Nagle pojazd wylądował i zabrał mnie do domu. Ta podróż nauczyła mnie, że słaby może stać się człowiek, gdy nie ma kto oraz jak mu pomóc.
Luiza Lebioda, kl. VII „b” – 9/13 p.
Chyba każdy wie, że są niebo i piekło. W zależności od tego, jak postąpimy w życiu, tak zostaniemy rozliczeni po śmierci.
Opowiem wam dzisiaj niesamowicie pouczającą historię o trzech braciach: Marcinie, Krzyśku i Zbyszku, którzy chcieli dokonać niemożliwego. Pewnego dnia, gdy wybierali się na tak zwane zakupy, podsłuchali rozmowę sklepikarza i dziewczynki.
- Myśli pan, że komukolwiek uda się wybudować tę wieżę?
- Dziecko, wątpię, było tylu ochotników, którzy nie podołali temu wyzwaniu.
- A jest to w ogóle możliwe?
- Nie wiem, szczerze wątpię.
Bracia, słysząc tę rozmowę, od razu chcieli tam się znaleźć i spróbować dokończyć budowę.
Drugiego dnia, gdy tam przyszli, ochroniarz nie chciał ich wpuścić, gdyż w mieście uchodzili za niedobrych, ale w końcu się udało. […]
Kiedy żaden z mężczyzn nie mógł podnieść jednej cegły, budowanie przerodziło się w kłótnię. Nagle objawił się im Bóg. […]
- Nie możemy podnieść cegły, może ty wiesz, w czym jest problem?
- Otóż w tym, że macie za dużo grzechów.
Z początku nie wiedzieli, o co chodzi, grzechy i i cegły, przecież to się nie łączy. […]
- Te cegły ważą tyle, ile wasze grzechy, dlatego nie możecie ich podnieść.
- Co w takim razie możemy zrobić, żeby zbudować wieżę? […]
- O nie, nie dacie rady zbudować wieży, ale możecie „odpracować” grzechy, żeby mieć pewność, iż kiedyś traficie do nieba. Musicie pomagać ludziom. […]

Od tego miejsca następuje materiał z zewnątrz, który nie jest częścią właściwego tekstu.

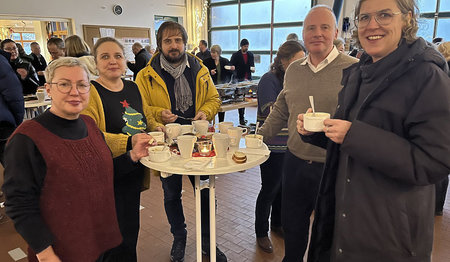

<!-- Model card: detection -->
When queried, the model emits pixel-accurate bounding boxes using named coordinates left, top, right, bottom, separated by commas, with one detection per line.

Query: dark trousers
left=435, top=176, right=448, bottom=212
left=109, top=169, right=144, bottom=262
left=281, top=150, right=323, bottom=262
left=0, top=125, right=16, bottom=167
left=255, top=153, right=284, bottom=237
left=161, top=175, right=209, bottom=242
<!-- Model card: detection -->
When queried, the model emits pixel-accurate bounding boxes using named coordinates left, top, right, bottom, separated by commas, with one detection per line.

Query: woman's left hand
left=323, top=119, right=352, bottom=144
left=194, top=111, right=206, bottom=120
left=130, top=133, right=157, bottom=162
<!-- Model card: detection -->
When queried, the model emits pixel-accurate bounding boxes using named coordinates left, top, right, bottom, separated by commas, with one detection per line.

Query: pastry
left=231, top=151, right=247, bottom=164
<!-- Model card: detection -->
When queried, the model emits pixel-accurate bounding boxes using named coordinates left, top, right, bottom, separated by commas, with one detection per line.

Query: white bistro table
left=24, top=100, right=52, bottom=119
left=141, top=143, right=269, bottom=262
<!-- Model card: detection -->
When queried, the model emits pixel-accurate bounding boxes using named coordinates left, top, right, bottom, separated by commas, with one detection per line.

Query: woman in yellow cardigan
left=83, top=37, right=162, bottom=261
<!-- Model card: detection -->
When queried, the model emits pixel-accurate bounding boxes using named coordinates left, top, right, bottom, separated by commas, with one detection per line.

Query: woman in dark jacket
left=297, top=0, right=450, bottom=262
left=0, top=39, right=39, bottom=95
left=203, top=45, right=234, bottom=122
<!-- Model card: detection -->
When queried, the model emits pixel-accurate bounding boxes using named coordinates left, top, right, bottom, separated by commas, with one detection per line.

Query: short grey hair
left=44, top=57, right=90, bottom=83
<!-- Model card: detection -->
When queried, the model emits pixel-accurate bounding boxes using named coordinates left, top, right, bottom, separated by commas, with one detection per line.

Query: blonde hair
left=352, top=0, right=419, bottom=47
left=438, top=42, right=450, bottom=61
left=44, top=57, right=90, bottom=83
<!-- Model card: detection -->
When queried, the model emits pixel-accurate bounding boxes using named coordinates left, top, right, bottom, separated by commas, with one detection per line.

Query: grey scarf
left=160, top=54, right=193, bottom=113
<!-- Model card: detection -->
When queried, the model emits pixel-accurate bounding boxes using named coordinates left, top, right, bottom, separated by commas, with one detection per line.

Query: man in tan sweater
left=259, top=5, right=357, bottom=262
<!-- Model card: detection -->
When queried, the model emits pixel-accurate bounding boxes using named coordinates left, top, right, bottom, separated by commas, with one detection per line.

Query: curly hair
left=352, top=0, right=419, bottom=47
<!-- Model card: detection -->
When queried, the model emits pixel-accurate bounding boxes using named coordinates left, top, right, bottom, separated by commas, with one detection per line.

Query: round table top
left=141, top=144, right=269, bottom=175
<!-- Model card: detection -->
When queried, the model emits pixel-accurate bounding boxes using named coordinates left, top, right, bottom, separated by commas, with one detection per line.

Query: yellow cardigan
left=81, top=81, right=160, bottom=157
left=136, top=53, right=222, bottom=125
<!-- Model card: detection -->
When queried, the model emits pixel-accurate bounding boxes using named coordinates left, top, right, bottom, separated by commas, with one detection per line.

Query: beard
left=163, top=49, right=185, bottom=64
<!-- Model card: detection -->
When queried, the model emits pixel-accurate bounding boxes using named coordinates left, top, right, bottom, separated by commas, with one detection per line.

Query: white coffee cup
left=245, top=134, right=263, bottom=148
left=177, top=135, right=197, bottom=158
left=217, top=122, right=233, bottom=134
left=148, top=131, right=164, bottom=143
left=192, top=120, right=209, bottom=136
left=181, top=125, right=194, bottom=135
left=212, top=134, right=230, bottom=158
left=148, top=146, right=171, bottom=163
left=36, top=91, right=45, bottom=103
left=303, top=112, right=330, bottom=132
left=227, top=126, right=247, bottom=146
left=166, top=123, right=181, bottom=141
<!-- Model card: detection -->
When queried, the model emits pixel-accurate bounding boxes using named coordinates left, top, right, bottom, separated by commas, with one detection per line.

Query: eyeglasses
left=49, top=81, right=91, bottom=94
left=354, top=11, right=402, bottom=28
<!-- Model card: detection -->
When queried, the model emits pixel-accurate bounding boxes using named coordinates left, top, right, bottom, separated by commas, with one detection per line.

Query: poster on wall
left=155, top=15, right=183, bottom=37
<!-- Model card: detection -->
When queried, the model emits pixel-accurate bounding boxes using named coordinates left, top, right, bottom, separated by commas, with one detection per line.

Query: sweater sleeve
left=2, top=134, right=54, bottom=253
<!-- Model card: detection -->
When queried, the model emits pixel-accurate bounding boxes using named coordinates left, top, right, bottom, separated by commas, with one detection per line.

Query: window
left=11, top=32, right=36, bottom=54
left=208, top=0, right=310, bottom=77
left=417, top=0, right=450, bottom=42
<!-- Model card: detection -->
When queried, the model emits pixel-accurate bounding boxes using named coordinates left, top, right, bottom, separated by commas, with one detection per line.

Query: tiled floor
left=0, top=105, right=450, bottom=262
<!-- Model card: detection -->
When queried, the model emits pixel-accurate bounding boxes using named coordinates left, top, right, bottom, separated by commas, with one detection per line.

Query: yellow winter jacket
left=81, top=80, right=158, bottom=157
left=136, top=53, right=222, bottom=126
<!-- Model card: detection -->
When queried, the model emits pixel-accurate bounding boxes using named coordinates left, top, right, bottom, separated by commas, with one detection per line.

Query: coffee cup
left=36, top=90, right=45, bottom=103
left=177, top=135, right=197, bottom=158
left=166, top=123, right=181, bottom=141
left=303, top=112, right=330, bottom=132
left=148, top=146, right=171, bottom=163
left=217, top=122, right=233, bottom=134
left=212, top=134, right=230, bottom=158
left=148, top=131, right=164, bottom=143
left=181, top=125, right=194, bottom=135
left=245, top=135, right=263, bottom=148
left=227, top=126, right=247, bottom=147
left=192, top=120, right=209, bottom=136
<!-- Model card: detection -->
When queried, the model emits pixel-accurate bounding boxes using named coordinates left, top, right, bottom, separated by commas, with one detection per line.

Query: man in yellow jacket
left=136, top=21, right=227, bottom=262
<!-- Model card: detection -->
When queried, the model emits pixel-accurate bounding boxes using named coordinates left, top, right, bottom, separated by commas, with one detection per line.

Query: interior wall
left=0, top=0, right=187, bottom=48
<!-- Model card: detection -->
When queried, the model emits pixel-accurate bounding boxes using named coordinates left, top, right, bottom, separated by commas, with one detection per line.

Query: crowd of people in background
left=0, top=0, right=450, bottom=262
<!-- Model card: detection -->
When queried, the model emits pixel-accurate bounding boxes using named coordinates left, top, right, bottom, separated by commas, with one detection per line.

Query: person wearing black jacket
left=0, top=39, right=39, bottom=95
left=127, top=42, right=152, bottom=80
left=30, top=42, right=47, bottom=86
left=230, top=38, right=255, bottom=125
left=203, top=45, right=233, bottom=122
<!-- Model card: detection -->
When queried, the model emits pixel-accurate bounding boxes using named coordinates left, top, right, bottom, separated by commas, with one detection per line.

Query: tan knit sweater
left=258, top=54, right=358, bottom=162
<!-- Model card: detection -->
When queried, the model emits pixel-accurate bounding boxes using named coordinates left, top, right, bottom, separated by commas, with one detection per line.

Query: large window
left=209, top=0, right=312, bottom=77
left=417, top=0, right=450, bottom=42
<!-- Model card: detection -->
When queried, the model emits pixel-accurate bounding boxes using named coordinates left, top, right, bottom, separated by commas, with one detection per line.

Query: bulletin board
left=83, top=25, right=150, bottom=61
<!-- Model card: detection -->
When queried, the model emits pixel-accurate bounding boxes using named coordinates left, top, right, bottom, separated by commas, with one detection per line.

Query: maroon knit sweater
left=16, top=115, right=122, bottom=262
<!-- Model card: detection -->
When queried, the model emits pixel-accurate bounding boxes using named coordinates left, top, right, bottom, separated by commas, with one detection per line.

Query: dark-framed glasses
left=354, top=11, right=402, bottom=28
left=49, top=81, right=91, bottom=94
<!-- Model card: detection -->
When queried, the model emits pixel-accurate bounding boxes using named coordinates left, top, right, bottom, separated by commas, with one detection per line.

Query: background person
left=47, top=37, right=65, bottom=63
left=136, top=21, right=227, bottom=262
left=255, top=41, right=306, bottom=253
left=3, top=58, right=151, bottom=262
left=30, top=42, right=47, bottom=86
left=64, top=35, right=98, bottom=79
left=82, top=37, right=160, bottom=262
left=127, top=42, right=152, bottom=80
left=297, top=0, right=450, bottom=262
left=0, top=39, right=39, bottom=95
left=230, top=38, right=255, bottom=125
left=203, top=45, right=234, bottom=122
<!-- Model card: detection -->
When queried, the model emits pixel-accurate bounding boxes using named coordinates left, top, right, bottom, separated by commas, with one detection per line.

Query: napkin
left=184, top=158, right=211, bottom=171
left=239, top=147, right=270, bottom=156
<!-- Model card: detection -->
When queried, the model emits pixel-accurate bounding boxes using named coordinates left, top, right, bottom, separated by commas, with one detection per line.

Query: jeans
left=161, top=175, right=209, bottom=239
left=281, top=150, right=323, bottom=262
left=435, top=176, right=448, bottom=212
left=255, top=153, right=284, bottom=237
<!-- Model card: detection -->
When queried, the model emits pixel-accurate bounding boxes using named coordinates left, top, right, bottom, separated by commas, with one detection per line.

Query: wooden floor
left=0, top=108, right=450, bottom=262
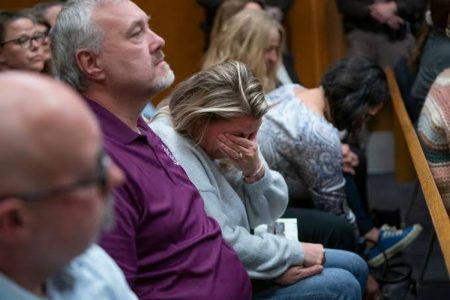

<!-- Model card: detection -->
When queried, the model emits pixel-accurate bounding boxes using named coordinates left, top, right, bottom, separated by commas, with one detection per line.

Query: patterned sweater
left=257, top=84, right=356, bottom=230
left=418, top=69, right=450, bottom=212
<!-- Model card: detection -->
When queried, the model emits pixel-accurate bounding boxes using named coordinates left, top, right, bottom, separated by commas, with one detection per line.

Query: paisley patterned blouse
left=257, top=84, right=356, bottom=227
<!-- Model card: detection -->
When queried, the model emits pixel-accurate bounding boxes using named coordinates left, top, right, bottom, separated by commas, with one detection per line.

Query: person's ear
left=0, top=47, right=6, bottom=71
left=75, top=49, right=105, bottom=81
left=0, top=198, right=30, bottom=242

Od dawna zastanawiali się, czy to nie był sen, ale postąpili, jak kazał Bóg. […]
Gdyby ludzie nie popełniali aż takiej ilości grzechów, to świat byłby lepszy, lepiej by się żyło. Szkoda, że Marcin, Zbyszek i Krzysiek zrozumieli to tak późno, ale lepiej późno niż wcale.